The more recent proposal of the ILAE Commission is that absence seizures should be simplified in (A) typical absences, (B) atypical absences, and (C) absence with special features (eg, myoclonic absence, eyelid myoclonia) (Berg et al 2010; Commission on Classification and Terminology of the International League Against Epilepsy 2014).

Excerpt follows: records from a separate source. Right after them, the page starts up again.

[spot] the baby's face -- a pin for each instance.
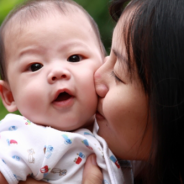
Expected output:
(50, 64)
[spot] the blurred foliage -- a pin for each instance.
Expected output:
(98, 9)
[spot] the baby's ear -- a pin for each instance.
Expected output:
(7, 97)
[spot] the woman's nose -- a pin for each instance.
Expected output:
(101, 84)
(58, 74)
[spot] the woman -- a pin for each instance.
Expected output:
(149, 38)
(141, 90)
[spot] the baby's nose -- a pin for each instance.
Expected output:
(58, 74)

According to the ILAE Commission on Classification and Terminology, the following description is given of atypical absence seizures (Commission on Classification and Terminology of the International League Against Epilepsy 2014). However, the ILAE classification of seizure types classifies all absences as nonmotor seizures of generalized onset as follows: typical, atypical, myoclonic, and eyelid myoclonia absences (Fisher et al 2017a; Fisher et al 2017b). “An absence is atypical because of slow onset or termination or significant changes in tone supported by atypical, slow, generalized spike and wave on the EEG” (Fisher et al 2017a; Fisher et al 2017b).

 

An atypical absence seizure has less abrupt onset and offset of loss of awareness than typical absence seizures. They are often associated with other features such as loss of muscle tone of the head, trunk or limbs (often a gradual slump) and subtle myoclonic jerks. Atypical absence seizures often occur in individuals with intellectual impairment. The loss of awareness may be minimal with the patient continuing an activity, but more slowly or with mistakes.

 

CAUTION: These seizures can be difficult to recognize in a patient with ongoing slow (less than 2.5 Hz) generalized spike-and-wave on EEG; careful correlation between EEG and clinical state is recommended.

 

EEG background/interictal/activation: Please refer to specific syndromes and etiologies in which this seizure type occurs.
EEG ictal: Slow (less than 2.5 Hz) generalized spike-and-wave discharges accompany atypical absences. These may be facilitated by hyperventilation; however, hyperventilation may be difficult to achieve in children with intellectual impairment.

 

Differential diagnosis: Daydreaming or inattention; focal seizures with dyscognitive features.

 

Related syndromes: Lennox-Gastaut syndrome, Dravet syndrome, Epilepsy with myoclonic-atonic seizures, Epilepsy with myoclonic absences (Commission on Classification and Terminology of the International League Against Epilepsy 2014).